Thanks for the write-up, thank you for sparking the discussion and I look forward to discussing this further with you and the #PinkDB peers!!
Cheers,
Jan
Thank you, Jan.
Yes, EDB Postgres Advanced Server is indeed very well suited for SmartDB, since SPL is PL/SQL compatible. And of course I can imagine scenarios where PinkDB is easier to implement.
See you in Nuremberg.
Philipp
[…] I usually only have a vague idea of the title. I’m usually going to change it more than once. The Pink Database Paradigm (PinkDB) was no different. An early version of the title was based on the acronym “uDBasPE” for […]
[…] And I will use this view-API in a JOOQ application. This application will fully comply with the Pink Database Paradigm (PinkDB). This means the application uses the database as processing engine, executes set-based SQL and […]
[…] on a larger scale. The solution is simple. Use the database as processing engine as recommended by PinkDB and […]
Hi Philipp,
sorry for commenting on this somewhat older post. I totally agree with your thoughts and would like to add one thought from my point of view: Validation of data.
It is not mentioned in your post but I guess you feel that validating data is the duty of the stored procedures in the API schema layer.
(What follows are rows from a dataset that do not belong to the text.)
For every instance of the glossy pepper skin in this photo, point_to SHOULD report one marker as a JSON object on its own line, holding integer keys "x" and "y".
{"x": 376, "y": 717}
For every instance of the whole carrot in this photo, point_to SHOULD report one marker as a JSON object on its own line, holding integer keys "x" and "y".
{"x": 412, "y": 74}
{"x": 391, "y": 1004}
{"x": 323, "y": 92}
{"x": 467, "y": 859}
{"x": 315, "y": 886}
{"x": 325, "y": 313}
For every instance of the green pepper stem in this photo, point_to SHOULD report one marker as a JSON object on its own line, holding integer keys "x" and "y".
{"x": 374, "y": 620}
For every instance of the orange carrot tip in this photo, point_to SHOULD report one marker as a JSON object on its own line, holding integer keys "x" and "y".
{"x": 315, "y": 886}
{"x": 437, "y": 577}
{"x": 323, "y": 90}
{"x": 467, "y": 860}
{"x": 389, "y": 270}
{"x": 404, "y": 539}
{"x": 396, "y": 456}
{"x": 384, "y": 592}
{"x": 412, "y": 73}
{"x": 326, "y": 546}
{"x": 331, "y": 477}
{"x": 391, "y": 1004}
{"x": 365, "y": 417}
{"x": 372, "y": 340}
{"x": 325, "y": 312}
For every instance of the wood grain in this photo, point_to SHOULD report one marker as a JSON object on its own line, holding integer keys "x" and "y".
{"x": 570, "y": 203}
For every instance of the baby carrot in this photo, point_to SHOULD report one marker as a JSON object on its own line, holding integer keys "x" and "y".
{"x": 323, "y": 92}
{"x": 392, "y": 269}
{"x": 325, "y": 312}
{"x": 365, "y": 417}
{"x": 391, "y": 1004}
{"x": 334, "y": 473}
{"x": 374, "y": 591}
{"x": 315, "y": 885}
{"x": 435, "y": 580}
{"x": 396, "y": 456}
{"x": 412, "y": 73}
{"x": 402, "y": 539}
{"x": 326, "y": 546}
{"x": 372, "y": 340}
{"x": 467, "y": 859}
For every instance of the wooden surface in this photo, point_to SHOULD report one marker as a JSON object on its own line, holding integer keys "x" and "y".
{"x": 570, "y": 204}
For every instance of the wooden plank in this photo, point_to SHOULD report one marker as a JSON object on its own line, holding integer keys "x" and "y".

Based on the experience I made I feel that its worthwhile separating the validation logic from the persistence logic logically to enable the connect user layer to validate but not persist data. As a use case think about APEX validation logic which lives in a separate life cycle from the persistence flow.I believe it is important to point this out as validation of data is often seen as the duty of the application layer, especially in low code tools like APEX. This is not feasible in my opinion as this will double the validation logic or, if you don’t validate within the data layer, open the possibility to write non plausible data into the data layer. Writing validation code in the application layer may even force you to grant access to data that is only needed for validation purposes, violating the least possible privilege concept.
Thank you Jürgen. Comments are welcome anytime.
IMO you should use constraints whenever possible/feasible to validate data. Not null, check and integrity constraints. Everything else can be validated between API and data layer. The database must be responsible for the data consistency. It should not be possible to create invalid data by using the API. No matter which client is used.
I agree that there is a certain logic which is usually duplicated outside of the database to validate the data. You could make this logic reusable as part of the database API. However, this comes with a price tag. A network roundtrip for every validation check. In a GUI I usually want to check as early as possible. This means on a field base, if possible. Sometimes even during entry of a field (filtering valid values). This kind of checks are typically written in a different way than the checks within the database that are capable to handle one ore more rows. Sometimes there are not even explicit checks. For example the values for a combobox field. The GUI framework prohibits the entry of a wrong value. However, on-save the database checks it nonetheless.
To reduce the duplication of validation logic I would keep the logic in the database. The database validates 100%. Some parts need to be duplicated to improve the user experience and let the user know as early as possible about the validation failures. However, some parts will be validated delayed. When pressing save. This is acceptable quite often in my experience.
I can live with “some” duplicated logic as long as the integrity of the database is not compromised.